THE LETTER
Here is an abridged version of the letter Caroline sent to Home Secretary, Sajid Javid
Dear Home Secretary,
I am a brain tumour patient who is being kept alive by medicinal cannabis. Your promise to allow patients medicinal cannabis, when they desperately need it for a medical condition, was welcomed by many people like me.
However, my application for medicinal cannabis has not been forwarded to the expert panel because I cannot get two senior clinicians to endorse it. It is heartbreaking to be told that I cannot be considered because the right protocols have not been put in place.
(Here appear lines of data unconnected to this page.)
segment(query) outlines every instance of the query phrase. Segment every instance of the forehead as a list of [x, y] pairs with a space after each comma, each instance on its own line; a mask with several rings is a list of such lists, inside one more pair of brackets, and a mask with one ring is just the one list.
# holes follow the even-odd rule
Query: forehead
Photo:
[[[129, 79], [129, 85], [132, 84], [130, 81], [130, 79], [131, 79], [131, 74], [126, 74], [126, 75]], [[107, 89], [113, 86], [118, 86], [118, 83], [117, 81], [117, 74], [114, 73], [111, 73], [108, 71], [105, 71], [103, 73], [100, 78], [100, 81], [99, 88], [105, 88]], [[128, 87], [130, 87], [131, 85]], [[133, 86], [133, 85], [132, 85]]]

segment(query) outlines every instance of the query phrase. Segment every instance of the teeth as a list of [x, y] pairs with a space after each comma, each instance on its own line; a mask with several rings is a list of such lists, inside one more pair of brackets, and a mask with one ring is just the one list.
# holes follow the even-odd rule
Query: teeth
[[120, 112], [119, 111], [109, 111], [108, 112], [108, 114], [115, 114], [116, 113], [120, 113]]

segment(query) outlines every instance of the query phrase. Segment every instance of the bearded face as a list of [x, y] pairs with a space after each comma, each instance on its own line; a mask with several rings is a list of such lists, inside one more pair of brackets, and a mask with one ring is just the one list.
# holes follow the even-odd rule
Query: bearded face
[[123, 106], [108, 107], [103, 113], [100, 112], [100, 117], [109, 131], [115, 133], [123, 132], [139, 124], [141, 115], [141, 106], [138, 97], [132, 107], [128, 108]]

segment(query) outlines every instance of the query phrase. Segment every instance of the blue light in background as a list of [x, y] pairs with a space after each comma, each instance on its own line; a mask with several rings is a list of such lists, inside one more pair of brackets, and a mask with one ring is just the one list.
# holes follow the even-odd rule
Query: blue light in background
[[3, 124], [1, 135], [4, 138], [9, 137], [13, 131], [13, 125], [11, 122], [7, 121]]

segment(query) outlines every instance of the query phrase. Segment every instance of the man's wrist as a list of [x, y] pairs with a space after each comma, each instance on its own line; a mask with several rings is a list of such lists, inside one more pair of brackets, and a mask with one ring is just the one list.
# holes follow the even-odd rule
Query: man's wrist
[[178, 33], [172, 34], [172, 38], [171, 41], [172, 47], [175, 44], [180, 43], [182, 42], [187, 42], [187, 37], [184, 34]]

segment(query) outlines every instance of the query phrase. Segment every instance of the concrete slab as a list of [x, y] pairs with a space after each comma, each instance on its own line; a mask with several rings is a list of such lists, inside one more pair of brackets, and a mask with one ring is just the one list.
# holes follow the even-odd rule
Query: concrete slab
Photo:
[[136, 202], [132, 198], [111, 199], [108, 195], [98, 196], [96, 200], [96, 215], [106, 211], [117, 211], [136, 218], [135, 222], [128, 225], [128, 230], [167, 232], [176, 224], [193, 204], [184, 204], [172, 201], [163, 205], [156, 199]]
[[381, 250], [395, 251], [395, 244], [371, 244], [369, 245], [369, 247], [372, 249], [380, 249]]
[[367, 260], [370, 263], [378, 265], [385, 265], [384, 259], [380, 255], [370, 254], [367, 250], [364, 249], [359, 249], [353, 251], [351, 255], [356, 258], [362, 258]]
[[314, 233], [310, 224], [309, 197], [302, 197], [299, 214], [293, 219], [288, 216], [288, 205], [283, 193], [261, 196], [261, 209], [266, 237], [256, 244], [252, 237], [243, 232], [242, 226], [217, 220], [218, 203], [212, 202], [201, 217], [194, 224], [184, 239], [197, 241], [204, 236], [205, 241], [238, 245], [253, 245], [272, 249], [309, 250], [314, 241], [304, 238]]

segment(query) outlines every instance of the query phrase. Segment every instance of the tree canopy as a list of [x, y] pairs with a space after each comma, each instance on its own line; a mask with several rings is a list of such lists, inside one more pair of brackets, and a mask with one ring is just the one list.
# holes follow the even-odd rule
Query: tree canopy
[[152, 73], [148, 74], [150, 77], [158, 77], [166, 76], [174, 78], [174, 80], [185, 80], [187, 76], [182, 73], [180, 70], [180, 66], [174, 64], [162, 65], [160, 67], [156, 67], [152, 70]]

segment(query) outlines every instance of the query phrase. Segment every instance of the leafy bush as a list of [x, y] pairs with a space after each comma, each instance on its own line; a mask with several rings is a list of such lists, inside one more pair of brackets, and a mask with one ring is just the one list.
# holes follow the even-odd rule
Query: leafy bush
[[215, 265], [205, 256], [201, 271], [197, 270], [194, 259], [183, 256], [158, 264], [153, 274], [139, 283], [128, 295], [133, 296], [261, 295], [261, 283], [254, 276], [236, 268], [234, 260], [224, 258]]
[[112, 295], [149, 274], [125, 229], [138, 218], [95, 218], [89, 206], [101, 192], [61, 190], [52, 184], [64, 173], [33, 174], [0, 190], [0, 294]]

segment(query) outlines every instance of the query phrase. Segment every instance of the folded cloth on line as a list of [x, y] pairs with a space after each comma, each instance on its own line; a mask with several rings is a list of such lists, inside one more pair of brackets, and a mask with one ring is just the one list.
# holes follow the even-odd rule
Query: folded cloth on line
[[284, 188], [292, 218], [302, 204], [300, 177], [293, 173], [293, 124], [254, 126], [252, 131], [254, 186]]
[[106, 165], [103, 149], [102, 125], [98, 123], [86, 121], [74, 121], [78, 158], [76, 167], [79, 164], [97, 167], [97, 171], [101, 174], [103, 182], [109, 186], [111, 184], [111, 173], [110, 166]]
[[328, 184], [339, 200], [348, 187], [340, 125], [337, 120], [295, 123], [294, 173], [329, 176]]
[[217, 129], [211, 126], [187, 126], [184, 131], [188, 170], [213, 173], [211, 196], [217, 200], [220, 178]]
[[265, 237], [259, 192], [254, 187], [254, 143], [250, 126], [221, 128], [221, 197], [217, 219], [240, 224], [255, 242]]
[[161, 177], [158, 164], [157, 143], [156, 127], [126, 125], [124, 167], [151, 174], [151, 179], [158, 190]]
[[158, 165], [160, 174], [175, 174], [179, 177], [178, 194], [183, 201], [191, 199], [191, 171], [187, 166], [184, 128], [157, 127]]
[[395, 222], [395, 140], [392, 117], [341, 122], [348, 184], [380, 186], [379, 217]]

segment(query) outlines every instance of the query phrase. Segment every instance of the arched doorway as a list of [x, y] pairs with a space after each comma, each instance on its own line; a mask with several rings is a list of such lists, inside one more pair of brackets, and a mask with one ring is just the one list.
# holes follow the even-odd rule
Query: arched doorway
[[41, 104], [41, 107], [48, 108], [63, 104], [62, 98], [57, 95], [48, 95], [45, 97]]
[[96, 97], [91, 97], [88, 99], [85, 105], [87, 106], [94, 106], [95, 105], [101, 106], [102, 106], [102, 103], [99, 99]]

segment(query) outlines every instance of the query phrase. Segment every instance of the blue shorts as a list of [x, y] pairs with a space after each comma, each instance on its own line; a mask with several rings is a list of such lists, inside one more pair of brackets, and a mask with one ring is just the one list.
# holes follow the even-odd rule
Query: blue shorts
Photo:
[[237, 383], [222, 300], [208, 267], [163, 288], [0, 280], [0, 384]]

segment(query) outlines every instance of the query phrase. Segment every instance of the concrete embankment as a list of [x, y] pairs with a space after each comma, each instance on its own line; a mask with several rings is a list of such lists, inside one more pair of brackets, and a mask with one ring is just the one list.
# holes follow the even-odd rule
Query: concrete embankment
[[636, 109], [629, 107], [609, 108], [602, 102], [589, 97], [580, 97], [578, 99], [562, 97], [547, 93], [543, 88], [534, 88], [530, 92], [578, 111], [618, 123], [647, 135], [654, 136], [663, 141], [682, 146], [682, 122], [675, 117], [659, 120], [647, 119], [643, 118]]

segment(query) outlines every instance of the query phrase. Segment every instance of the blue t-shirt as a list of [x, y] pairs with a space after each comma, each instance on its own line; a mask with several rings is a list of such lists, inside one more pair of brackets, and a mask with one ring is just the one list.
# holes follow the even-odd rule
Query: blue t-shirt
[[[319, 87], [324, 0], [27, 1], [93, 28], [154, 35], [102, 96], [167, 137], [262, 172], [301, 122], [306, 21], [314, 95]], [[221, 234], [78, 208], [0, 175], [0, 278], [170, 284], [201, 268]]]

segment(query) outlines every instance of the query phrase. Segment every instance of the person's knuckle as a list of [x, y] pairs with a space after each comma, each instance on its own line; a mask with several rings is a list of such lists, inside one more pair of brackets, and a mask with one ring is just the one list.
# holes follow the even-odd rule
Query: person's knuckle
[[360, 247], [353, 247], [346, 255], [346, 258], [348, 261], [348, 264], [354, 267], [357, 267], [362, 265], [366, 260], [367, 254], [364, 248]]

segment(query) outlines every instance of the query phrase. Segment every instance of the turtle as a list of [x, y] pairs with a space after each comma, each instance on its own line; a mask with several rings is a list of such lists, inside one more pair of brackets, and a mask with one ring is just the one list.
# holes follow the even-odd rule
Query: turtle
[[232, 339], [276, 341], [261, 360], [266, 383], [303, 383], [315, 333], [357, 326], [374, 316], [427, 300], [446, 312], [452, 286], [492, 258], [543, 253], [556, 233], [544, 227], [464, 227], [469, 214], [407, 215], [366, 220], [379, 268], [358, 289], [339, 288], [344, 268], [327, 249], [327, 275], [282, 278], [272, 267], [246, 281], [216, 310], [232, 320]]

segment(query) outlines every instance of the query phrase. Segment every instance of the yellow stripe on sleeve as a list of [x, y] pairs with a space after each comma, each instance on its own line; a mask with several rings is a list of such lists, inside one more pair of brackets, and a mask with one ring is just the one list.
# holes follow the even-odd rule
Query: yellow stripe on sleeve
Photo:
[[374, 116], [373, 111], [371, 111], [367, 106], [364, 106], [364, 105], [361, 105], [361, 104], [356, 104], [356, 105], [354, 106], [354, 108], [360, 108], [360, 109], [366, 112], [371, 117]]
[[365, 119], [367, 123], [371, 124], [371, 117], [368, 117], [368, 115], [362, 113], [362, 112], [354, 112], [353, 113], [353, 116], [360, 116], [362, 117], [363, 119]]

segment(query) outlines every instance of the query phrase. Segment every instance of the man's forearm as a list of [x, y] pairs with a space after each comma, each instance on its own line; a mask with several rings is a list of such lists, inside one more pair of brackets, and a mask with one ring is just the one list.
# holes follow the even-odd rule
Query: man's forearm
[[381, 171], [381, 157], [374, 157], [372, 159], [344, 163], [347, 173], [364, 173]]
Since taking a laboratory-tested THC version of cannabis in 2015, my scans have improved. My tumour has stabilised instead of the expected growth. I am still alive and here for my husband,
Gary, and son,
Jack.
I am still alive three years after being given less than a year. The median survival rates and life expectancy for a glioblastoma brain tumour patient is 15 to 16 months for people who get surgery, chemotherapy and radiation treatment. I was unable to complete more than one session of chemotherapy because of adverse side effects.
My medicinal cannabis is taken with Sativex, the medicinal cannabis drug, which is prescribed privately. These are the only drugs I take. Medicinal cannabis is costing me £1,000 a month to import from Canada.
As you can imagine, this is a considerable burden on my family but it is the price of staying alive.
A previous application for medicinal cannabis, under the European Medicines Agency’s compassionate use/named person scheme, was also refused.
Can you assist please, by putting into place a way for doctors to prescribe me medicinal cannabis?